My life, in a nutshell ...

Early years

I spent a thoroughly dissolute and wonderfully enjoyable childhood and early manhood in Delhi and Bombay, flying kites, playing cricket and marbles and "hu-tu-tu", spinning tops, playing "kings" with a tennis ball, and going to the Sunday morning cartoons and cowboy movies at the Metro Cinema.  As I waited for the bus to take me home from school, I sometimes threw chewing gum on the street to see what kind of a mess it would make under the tires of a BEST bus.  And from the upper deck of the tramcars that I occasionally took instead, I shot peas through a peashooter at the rickshaw drivers until one of them raced the tram I was on, got on it, and tried to decapitate me.  I was saved by an indulgent policeman.

Education

Meanwhile, I was going through St. Xavier's High School in Dhobi Talao, then Elphinstone College, and then the Victoria Jubilee Technical Institute.  Having survived those, I wanted nothing more to do with education.  Fortunately, my father had a different opinion; he filled out and sent in my application to the Massachusetts Institute of Technology which, to its eternal regret, admitted me.  I graduated from there with a Ph.D. in Mechanical Engineering in 1968 and began working for a research consulting firm in Cambridge, Massachusetts named Bolt Beranek and Newman (BBN), specializing in acoustics and vibration analysis. Here, I did some of the best technical work of my life, publishing papers on surface roughness and on wheel-on-rail vibrations that are still referred to 50 years later.

Marriage and family

Two days after I graduated, I married Sandy Tompkins, who had graduated from Radcliffe a year earlier and then spent a year in India on a Fulbright scholarship, teaching English at Allahabad University (in 1967), when the students were on strike against the English language.  She traveled and saw a great deal of India.  We have three children, Lakshmi, Anand, and Maya.  Anand is married to Polly Fiveash, and they have two sons, Jack, who was born in August 2006, and Leo, 2011. Maya is married to George Langford, and they have a daughter named Asha, born in 2011.

Work

After four years with BBN, we moved to Poona, where I worked for TELCO for four years.  My family and I then moved back to the USA in 1976, and I joined Arthur D. Little, Inc. I worked there for twenty-one years, eventually ending up (to my consternation and, eventually, my sorrow) on the Executive Committee.  I left ADL in April 1997 to join BCG, where I worked until March of 2000.  See my resume for details.

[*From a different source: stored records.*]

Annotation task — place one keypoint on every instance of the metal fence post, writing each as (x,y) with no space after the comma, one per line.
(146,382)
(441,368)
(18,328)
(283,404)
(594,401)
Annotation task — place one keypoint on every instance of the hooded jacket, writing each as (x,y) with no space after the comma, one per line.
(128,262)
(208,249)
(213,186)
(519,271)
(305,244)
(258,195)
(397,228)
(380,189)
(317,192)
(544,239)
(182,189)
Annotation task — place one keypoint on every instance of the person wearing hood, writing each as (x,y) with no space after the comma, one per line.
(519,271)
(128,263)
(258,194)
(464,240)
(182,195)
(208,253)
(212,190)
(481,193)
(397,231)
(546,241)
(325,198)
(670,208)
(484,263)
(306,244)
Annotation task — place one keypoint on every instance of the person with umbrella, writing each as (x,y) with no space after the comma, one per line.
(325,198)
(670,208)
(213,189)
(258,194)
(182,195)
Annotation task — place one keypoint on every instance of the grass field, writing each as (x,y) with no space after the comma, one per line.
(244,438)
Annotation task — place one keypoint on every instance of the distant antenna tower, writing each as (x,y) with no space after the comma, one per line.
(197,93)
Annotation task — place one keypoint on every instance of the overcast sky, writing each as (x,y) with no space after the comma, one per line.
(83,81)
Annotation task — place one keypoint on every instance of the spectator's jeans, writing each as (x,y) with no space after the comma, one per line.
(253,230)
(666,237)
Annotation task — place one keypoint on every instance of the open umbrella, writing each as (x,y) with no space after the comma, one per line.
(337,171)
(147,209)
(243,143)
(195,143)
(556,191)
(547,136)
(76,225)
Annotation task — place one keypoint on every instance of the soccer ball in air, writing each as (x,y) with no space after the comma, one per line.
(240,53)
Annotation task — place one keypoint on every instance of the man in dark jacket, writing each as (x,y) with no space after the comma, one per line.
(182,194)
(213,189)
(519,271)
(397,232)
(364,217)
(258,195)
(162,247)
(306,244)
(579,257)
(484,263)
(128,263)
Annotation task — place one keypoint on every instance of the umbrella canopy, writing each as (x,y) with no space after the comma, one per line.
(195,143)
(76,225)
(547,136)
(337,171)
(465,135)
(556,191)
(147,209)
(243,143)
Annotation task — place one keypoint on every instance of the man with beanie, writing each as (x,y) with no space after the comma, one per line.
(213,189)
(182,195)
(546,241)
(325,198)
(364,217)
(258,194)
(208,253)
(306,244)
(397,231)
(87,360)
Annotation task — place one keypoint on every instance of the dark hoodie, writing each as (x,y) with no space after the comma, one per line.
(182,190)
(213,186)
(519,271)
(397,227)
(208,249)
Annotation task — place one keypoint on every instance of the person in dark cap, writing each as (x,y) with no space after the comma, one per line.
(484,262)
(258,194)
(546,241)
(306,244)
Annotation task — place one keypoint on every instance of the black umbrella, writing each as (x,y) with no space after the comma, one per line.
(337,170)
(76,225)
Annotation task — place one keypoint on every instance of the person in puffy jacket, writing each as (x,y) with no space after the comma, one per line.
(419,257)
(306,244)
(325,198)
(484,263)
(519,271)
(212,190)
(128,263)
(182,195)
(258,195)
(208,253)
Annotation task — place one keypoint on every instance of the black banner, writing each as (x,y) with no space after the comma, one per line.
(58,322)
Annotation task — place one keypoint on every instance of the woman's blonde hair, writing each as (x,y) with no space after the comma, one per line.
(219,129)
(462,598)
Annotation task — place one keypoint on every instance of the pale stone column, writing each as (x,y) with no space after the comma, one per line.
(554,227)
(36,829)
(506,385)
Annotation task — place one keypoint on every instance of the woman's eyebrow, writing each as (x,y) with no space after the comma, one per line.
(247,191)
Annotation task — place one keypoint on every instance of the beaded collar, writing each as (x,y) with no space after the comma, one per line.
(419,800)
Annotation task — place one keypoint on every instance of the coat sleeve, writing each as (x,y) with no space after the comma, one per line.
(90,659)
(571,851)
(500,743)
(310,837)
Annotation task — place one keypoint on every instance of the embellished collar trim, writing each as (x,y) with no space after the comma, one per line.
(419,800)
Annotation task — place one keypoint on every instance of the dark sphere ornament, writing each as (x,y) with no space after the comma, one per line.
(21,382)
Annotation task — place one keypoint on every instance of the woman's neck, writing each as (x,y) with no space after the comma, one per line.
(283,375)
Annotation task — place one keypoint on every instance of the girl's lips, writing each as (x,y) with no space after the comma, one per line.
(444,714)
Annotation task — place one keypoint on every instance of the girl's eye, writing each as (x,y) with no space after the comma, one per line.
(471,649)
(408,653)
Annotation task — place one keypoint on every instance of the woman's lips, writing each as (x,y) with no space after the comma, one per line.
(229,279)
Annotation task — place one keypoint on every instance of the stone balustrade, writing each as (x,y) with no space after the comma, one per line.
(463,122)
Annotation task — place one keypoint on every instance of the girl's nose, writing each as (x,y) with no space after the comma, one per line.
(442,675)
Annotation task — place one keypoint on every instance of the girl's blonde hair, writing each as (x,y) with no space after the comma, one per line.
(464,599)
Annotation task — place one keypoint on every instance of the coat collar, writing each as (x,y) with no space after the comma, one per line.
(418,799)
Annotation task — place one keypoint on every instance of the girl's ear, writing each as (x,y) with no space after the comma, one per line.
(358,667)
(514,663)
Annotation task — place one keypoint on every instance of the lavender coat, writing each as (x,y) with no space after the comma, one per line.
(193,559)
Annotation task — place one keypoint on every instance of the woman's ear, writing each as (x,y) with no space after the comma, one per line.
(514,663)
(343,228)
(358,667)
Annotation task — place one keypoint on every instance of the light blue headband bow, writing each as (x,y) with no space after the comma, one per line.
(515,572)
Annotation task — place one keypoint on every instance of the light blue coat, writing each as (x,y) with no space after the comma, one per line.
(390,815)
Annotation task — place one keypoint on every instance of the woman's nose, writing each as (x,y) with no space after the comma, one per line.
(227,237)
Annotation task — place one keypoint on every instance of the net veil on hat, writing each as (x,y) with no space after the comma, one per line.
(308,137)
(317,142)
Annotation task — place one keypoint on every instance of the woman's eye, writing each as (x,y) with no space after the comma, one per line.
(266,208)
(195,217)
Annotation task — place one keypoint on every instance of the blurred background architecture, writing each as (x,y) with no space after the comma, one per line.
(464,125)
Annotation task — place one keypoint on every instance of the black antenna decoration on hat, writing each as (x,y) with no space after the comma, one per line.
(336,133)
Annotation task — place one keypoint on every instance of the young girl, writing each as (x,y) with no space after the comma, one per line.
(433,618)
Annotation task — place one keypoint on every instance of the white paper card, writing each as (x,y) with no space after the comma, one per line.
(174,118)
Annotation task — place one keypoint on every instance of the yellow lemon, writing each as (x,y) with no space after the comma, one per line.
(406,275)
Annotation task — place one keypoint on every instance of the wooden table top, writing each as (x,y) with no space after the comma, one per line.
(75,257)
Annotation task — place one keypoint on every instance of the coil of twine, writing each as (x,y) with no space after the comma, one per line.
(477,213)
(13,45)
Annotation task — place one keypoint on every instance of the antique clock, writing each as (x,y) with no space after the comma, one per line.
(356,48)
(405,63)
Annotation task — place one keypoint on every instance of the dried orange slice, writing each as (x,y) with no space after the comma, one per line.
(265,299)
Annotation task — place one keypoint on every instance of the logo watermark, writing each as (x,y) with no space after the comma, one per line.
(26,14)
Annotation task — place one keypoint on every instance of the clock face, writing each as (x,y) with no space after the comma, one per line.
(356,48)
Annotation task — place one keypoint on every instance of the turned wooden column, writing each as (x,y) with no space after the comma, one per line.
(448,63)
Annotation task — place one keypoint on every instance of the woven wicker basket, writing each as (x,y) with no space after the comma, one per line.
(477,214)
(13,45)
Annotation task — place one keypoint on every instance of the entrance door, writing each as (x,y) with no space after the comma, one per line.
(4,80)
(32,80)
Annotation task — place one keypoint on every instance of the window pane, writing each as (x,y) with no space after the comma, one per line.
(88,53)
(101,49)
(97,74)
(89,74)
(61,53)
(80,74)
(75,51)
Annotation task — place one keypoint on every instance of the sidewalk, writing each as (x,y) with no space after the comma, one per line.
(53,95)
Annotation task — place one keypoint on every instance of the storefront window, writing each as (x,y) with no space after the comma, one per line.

Later, I became CEO of a startup, Auripay, which I had helped raise money for.  Auripay developed software that allows consumers to shop on the Internet and use their credit cards to pay, but without giving out their credit card numbers or name or address.  In July of 2001, we sold Auripay to an Israeli company, Cyota.

After that, I consulted for a few years to startups, and did pro bono work, particularly in education, and in evaluating startup ideas.

From 2004 to 2018, I was CEO of Cytel Inc., a company founded in 1987 by two friends of mine.  Its focus is on helping the pharmaceutical, biotech, and medical device industries to improve the way clinical development is done, largely through the use of statistics and information technology.  I managed the company through thirty-fold growth of revenue and profits and led its successful sale to an excellent Private Equity Company. See www.cytel.com.

I am now retired and devote my time to family and friends, cooking, walking, helping K-12 educational institutions, mentoring at MIT’s Venture Mentoring Service, being involved in efforts to reverse climate change, and fighting right-wing politicians such as Trump.

Likes and dislikes

What I don't like... badly cooked food, for starters; pomposity, self-importance, and bragging; people who put themselves first; lack of punctuality; politics inside an organization; people who put down other people; especially those without power; people who do not treat animals kindly; people who trash the environment.  Above all, I can't abide people who are prejudiced.

What I do like... To be in the midst of family and friends. I particularly love to cook for them, and have found a wonderful creative outlet in cooking foods from all over the world (see my recipe page).  I love it even more when they make music after dinner.  I love my wife and three kids, all grown. I loved my dog, Penny, a wonderful female Golden Retriever.  I loved to walk with her on the beaches of Cape Cod. She died in 2002.  See the photo on this page of Penny with my niece, Juliet, taken at my son Anand's wedding on 1 September 2001. I love ideas, about how to manage companies, or how to manage countries.  I love argument and debate about ideas. I love to teach. I love science fiction and detective novels.  I love to sell consulting projects which, to me, means converting strangers into trusting friends.  I love to be in India, where there seems to be a sense of perspective on what life is all about. I love my pro bono work.  And I love the atmosphere of a well-run startup.